Дом, в котором некогда родился один лишь Герцен, а теперь ежегодно «появляются на свет» десятки молодых писателей, очень дряхлый и ветхий. Это — старинное двухэтажное здание, и оно ремонтируется всеми аккуратно сменяющимися, подобно временам года, институтскими директорами. И каждый из директоров привносит в его древний облик что-то свое. Один перестроил и сделал для себя из двух аудиторий обширнейший кабинет. Другой обрубил старый балкон, выходящий на сквер. Третий отгрохал подъезд под гранит и мрамор. Четвертый…

Впрочем, там дело найдется и пятому и шестому. Низки своды узеньких коридоров, до смешного малы аудитории, пахнут сыростью и плесенью темные подвалы, и каменные лестницы с истончившимися ступенями, несомненно, видали лучшие дни…
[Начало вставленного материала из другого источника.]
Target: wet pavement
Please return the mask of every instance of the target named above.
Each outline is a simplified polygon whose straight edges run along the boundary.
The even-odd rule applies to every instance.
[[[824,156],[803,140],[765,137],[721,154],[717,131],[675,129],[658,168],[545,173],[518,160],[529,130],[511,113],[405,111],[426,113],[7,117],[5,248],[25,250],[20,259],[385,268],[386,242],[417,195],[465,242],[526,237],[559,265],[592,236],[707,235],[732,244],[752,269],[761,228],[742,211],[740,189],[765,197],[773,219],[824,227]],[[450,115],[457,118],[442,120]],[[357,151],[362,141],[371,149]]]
Я помню, как в том, первом послевоенном году начальник военно-физкультурной кафедры института полковник Иван Александрович Львов-Иванов на одном собрании печально сказал:

— Наш дом тире (!) музей приходит в упадок…

В те времена, о которых я говорю, вы, войдя в дом и поднявшись по лестнице, поворачивали налево и попадали в небольшую переднюю с деревянным диваном и деревянными креслами, расставленными вдоль стен. Старинное зеркало в резной черной раме, несомненно, отразит вас во весь рост. И если вы пришли в тот час, когда кончились занятия в аудиториях, вас немедля здесь же, у входа, строго допросит наш сторож, знаменитый дед Тарасыч: кто вы, куда вы, к кому и зачем. Потом он величественно махнет вам рукой, мол, что ж делать, идите, а сам сядет в резное деревянное креслице перед старинным высоким окном, распахнутым в сад, и опять погрузится то ли в чтение газеты, то ли в свое стариковское, медлительное, раздумчивое забытье. Вы же можете шествовать дальше.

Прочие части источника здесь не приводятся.